What Movies Will It Remind You Of?: This movie finds Leitch drafting on the brutal mockery of his own Deadpool outing, and beats us over the head with its obvious Tarantino (especially Kill Bill) and Guy Ritchie (Pitt-starrer Snatch) influences. But spiritually, it’s like recent fluff-adventure The Lost City in its old-fashioned entertainment-for-entertainment’s-sake appeal.
Performance Worth Watching: Pitt sure appears to be enjoying himself, toying with the Pitt Persona, lightly butting his head on the meta-wall so he won’t break it, expertly hitting his comedy marks, smiling with genial charisma and never smirking like an odious cretin. If you don’t find it endearing like I did, it’ll probably drive you nuts.
Memorable Dialogue: Ladybug, weary from the physical exertion/beatings he’s endured: “Man, fate for me is just another word for bad luck. And that follows me around like… I dunno, something witty.”
Sex and Skin: A very brief long shot of a scandalous adulterous act.
Our Take: To be fair, Bullet Train’s many fragmented shards of flashbacks and cutaways and intros and outros and insidetros do eventually come together to form a complete story, which shows us that Leitch cares (more than some directors of junk-food entertainment, anyway). Following it all may test your patience, because there are moments where the train is literally barreling forward and suddenly we’re slapped with a neon-pink title card screaming 26 YEARS EARLIER and we’re at a wedding in Mexico or whatever. It’s a style that’s worn out its welcome for some, who’ll insist it falls on the wrong side of the line between clever and obnoxious.

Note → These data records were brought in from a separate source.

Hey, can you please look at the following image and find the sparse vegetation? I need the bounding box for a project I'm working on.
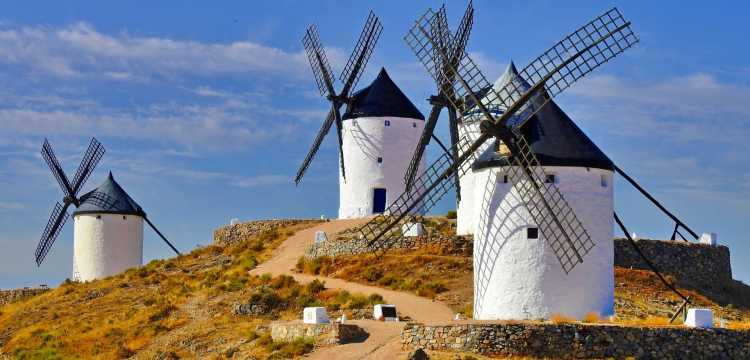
[0,223,354,359]
[296,247,471,299]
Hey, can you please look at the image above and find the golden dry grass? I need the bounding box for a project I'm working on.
[0,224,382,359]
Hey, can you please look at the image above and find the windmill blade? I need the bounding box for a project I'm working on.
[449,0,474,75]
[73,138,104,195]
[505,135,594,273]
[339,10,383,97]
[143,214,182,255]
[294,108,336,185]
[406,9,637,272]
[302,25,336,97]
[404,1,474,193]
[448,107,461,204]
[42,138,75,199]
[404,104,443,190]
[34,202,70,266]
[331,102,346,182]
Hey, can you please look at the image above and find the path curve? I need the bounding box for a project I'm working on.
[250,219,453,360]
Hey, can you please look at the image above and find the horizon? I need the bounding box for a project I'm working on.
[0,1,750,289]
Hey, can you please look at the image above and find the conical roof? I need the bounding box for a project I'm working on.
[343,68,424,120]
[475,62,614,170]
[73,171,146,216]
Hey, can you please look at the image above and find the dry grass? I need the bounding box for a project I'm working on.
[0,224,382,359]
[296,246,473,316]
[549,314,578,324]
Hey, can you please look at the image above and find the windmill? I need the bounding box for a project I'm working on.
[359,7,638,318]
[404,1,474,202]
[294,11,383,184]
[34,138,180,280]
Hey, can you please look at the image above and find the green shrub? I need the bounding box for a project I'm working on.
[362,266,383,282]
[306,279,326,294]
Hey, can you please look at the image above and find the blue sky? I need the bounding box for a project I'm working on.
[0,0,750,288]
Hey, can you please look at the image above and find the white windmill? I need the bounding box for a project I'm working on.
[295,12,424,218]
[360,4,638,320]
[34,139,180,281]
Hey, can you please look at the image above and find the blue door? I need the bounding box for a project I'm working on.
[372,189,385,214]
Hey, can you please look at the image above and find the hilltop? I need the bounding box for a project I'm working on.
[0,218,750,359]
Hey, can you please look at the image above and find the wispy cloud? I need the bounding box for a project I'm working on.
[0,201,26,212]
[0,22,320,80]
[570,73,750,145]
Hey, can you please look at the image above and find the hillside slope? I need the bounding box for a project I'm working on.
[0,222,383,359]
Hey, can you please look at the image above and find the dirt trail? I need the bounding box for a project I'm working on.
[251,219,453,360]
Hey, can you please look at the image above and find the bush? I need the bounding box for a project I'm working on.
[362,266,383,282]
[271,275,296,289]
[266,337,315,359]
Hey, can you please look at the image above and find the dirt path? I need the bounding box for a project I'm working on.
[251,219,453,360]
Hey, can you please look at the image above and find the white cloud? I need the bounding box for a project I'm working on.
[0,201,26,212]
[569,73,750,145]
[0,22,332,80]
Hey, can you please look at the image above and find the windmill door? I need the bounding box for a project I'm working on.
[372,189,385,214]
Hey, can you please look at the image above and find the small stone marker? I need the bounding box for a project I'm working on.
[685,309,714,329]
[372,304,398,321]
[302,307,330,324]
[698,233,716,246]
[401,223,424,237]
[315,231,328,245]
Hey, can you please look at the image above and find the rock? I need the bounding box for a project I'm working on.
[406,348,430,360]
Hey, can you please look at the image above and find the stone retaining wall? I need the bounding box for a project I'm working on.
[615,239,732,292]
[401,323,750,359]
[305,235,474,258]
[305,235,732,293]
[214,219,320,246]
[0,287,49,306]
[271,321,367,345]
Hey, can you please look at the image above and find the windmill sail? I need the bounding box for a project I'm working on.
[362,9,637,272]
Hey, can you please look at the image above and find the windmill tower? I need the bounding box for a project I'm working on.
[294,12,424,218]
[339,68,424,219]
[360,7,638,320]
[73,172,146,281]
[34,139,180,281]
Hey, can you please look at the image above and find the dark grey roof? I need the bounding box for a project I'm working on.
[73,171,146,216]
[474,63,614,170]
[343,68,424,120]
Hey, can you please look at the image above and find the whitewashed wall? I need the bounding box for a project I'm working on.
[339,117,425,219]
[456,122,494,235]
[73,214,143,281]
[473,167,614,320]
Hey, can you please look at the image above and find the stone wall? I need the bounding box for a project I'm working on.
[615,239,732,292]
[214,219,320,246]
[271,321,367,345]
[401,323,750,359]
[305,235,473,258]
[0,287,49,306]
[306,234,732,293]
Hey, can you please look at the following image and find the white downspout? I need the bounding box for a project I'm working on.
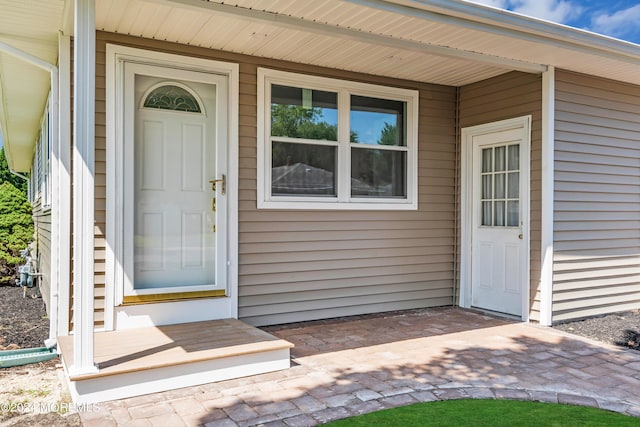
[69,0,98,376]
[0,42,60,339]
[540,66,555,326]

I hear that beef. It took the film an hour before it broke through my barrier o’ misanthropy and made me laugh in spite of myself, at Leitch’s expert means of turning action-violence into slapstick, and at sly digs at Japanese pop culture, but mostly at Pitt delivering psychobabble like Schwarzenegger used to deliver groan-worthy one-liners: “Let this be a lesson in the toxicity of anger,” Ladybug quips, or, “Hurt people hurt people.” It leavens some of the dated, very ’90s-esque mean-spiritedness here; this is the type of movie that spends 10 minutes giving us some guy’s sad backstory and then kills him a scene or two later and turns his body into a comedy prop.
But that’s fate and luck and chance and karma at play, as Ladybug keeps pointing out, seemingly aware that he’s the movie’s self-critical streak, since it uses fate and luck and chance and karma as excuses to blindside us with a bitey snake or hidden explosive. The deus ex machina is very much a character in Bullet Train, and it knows it, and Ladybug is its spokesperson. Is the movie trying to say something here? Something about the cruel, farcical hand of fate? Nah. But it is trying to say something: Shut up and enjoy this.
Our Call: STREAM IT. Bullet Train is more fun than folly, and even then, its folly can be fun.